4. Results and Discussion

The effectiveness of the proposed collaborative layout is evaluated in terms of safety and productivity. Concerning the safety, the experimental tests prove that the collision avoidance algorithm can quickly drive the robot through alternative trajectories in order to avoid the human. Figure 9 shows an example of collision avoidance that happens when the robot is placing a↦A and the operator is taking B (for a more detailed overview of the entire assembly cycle the reader is referred to the video in “Supplementary Materials”). For each frame, the MATLAB calculation environment is reported in the robot base reference frame. In the latter, the robot links are represented as blue lines, together with the nine control points. The optimized skeleton of the human upper body is colored in red and made of 15 significant joints. The robot planned trajectory is also shown as the rectilinear dashed path connecting ${\mathit{p}}_C$ to ${\mathit{p}}_A$, while the solid line is the trace of the actual collision avoidance trajectory. The robot approaches the collaborative zone from point ${\mathit{p}}_C$ and starts following the rectilinear planned path towards ${\mathit{p}}_A$, while the human is still applying the glue on the first cube (Frame 1).
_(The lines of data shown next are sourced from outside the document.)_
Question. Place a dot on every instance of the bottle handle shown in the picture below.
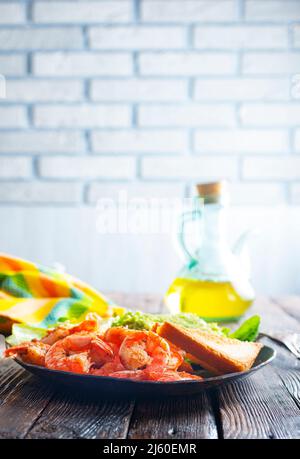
(186, 218)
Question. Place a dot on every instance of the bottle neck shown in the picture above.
(214, 230)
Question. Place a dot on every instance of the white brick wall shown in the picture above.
(283, 63)
(31, 90)
(144, 81)
(12, 13)
(225, 37)
(83, 115)
(194, 10)
(186, 115)
(67, 13)
(140, 141)
(242, 89)
(41, 142)
(14, 116)
(137, 38)
(151, 96)
(270, 115)
(134, 89)
(14, 168)
(45, 38)
(204, 168)
(187, 64)
(12, 65)
(241, 141)
(82, 64)
(79, 167)
(272, 10)
(40, 193)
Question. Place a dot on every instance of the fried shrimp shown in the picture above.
(76, 352)
(144, 350)
(89, 325)
(33, 352)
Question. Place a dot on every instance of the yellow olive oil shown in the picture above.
(211, 300)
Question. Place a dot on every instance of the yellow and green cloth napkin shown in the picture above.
(42, 297)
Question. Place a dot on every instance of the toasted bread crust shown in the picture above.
(214, 352)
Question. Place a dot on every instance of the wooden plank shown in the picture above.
(173, 418)
(259, 407)
(71, 415)
(290, 304)
(22, 399)
(267, 404)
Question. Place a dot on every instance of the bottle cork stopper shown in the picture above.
(212, 188)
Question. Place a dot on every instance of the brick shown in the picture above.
(295, 193)
(284, 168)
(82, 115)
(41, 142)
(137, 37)
(241, 89)
(188, 63)
(270, 115)
(188, 167)
(37, 192)
(84, 12)
(235, 37)
(241, 141)
(12, 13)
(31, 90)
(186, 115)
(261, 194)
(87, 167)
(14, 168)
(188, 11)
(277, 10)
(13, 65)
(271, 63)
(140, 141)
(297, 140)
(296, 35)
(82, 64)
(131, 191)
(46, 38)
(139, 90)
(15, 116)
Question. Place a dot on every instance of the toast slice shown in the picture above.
(218, 354)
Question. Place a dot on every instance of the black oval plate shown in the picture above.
(100, 385)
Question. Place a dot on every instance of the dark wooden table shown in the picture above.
(266, 405)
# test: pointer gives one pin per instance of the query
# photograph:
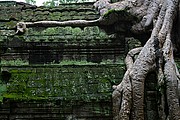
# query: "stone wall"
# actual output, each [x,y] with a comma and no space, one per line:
[81,65]
[65,43]
[60,92]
Then, the operator finishes preparing A (Frame 2) and takes B, while the robot is crossing the relative station, so that the robot reacts backwards to avoid the human hand (Frame 3). As the hand retracts, the robot returns on the planned path (Frames 4 and 5) and reaches ${\mathit{p}}_A$, while the human is preparing A+B (Frame 6).
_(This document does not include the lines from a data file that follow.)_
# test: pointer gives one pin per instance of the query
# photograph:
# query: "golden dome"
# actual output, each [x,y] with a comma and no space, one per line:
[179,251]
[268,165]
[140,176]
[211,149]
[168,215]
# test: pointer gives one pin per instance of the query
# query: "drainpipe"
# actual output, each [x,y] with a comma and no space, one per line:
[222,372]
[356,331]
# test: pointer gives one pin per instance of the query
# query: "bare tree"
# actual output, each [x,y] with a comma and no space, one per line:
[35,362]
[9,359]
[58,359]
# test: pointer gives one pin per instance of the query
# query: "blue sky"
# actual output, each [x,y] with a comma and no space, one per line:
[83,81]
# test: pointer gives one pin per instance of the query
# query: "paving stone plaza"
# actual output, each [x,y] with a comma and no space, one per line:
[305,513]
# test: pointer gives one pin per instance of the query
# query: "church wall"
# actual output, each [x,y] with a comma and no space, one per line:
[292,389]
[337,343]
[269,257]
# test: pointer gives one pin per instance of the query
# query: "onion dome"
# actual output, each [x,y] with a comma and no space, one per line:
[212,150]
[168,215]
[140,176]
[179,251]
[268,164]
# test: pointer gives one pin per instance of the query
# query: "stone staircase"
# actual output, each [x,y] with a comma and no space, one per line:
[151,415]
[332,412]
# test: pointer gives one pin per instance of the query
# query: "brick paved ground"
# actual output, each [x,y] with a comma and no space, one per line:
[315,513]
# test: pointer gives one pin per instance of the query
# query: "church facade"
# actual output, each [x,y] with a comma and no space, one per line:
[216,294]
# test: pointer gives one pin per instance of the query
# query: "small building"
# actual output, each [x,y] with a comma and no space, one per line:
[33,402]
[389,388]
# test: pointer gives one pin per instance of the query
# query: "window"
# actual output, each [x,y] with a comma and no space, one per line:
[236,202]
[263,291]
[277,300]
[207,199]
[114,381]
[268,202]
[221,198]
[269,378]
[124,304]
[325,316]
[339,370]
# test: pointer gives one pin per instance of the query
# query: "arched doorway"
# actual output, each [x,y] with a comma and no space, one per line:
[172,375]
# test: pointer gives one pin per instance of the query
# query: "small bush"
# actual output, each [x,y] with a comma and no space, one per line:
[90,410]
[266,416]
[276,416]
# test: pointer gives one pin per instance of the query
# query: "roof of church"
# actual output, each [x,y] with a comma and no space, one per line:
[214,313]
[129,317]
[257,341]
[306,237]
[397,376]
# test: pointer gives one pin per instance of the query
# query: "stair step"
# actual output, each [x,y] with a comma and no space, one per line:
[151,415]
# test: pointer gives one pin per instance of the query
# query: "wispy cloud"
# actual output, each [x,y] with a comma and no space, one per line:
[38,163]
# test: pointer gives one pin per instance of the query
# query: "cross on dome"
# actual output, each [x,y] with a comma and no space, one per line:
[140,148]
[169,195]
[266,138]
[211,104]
The collision avoidance trajectory is analyzed in Figure 10. The robot planned trajectory is also shown with the dashed line, together with the strategical points. To give an idea of the repulsive effect, the repulsive velocity vectors acting on the TCP are reported on the actual path at significant samples. The repulsive effect increases nearby ${\mathit{p}}_B$, which is the point above station B where the human takes the cube. Here, the actual path bends backwards due to the presence of the human hand. The operator takes the cube within a time interval of 1 s, so the repulsive effect is localized only on a limited portion of the collision avoidance path.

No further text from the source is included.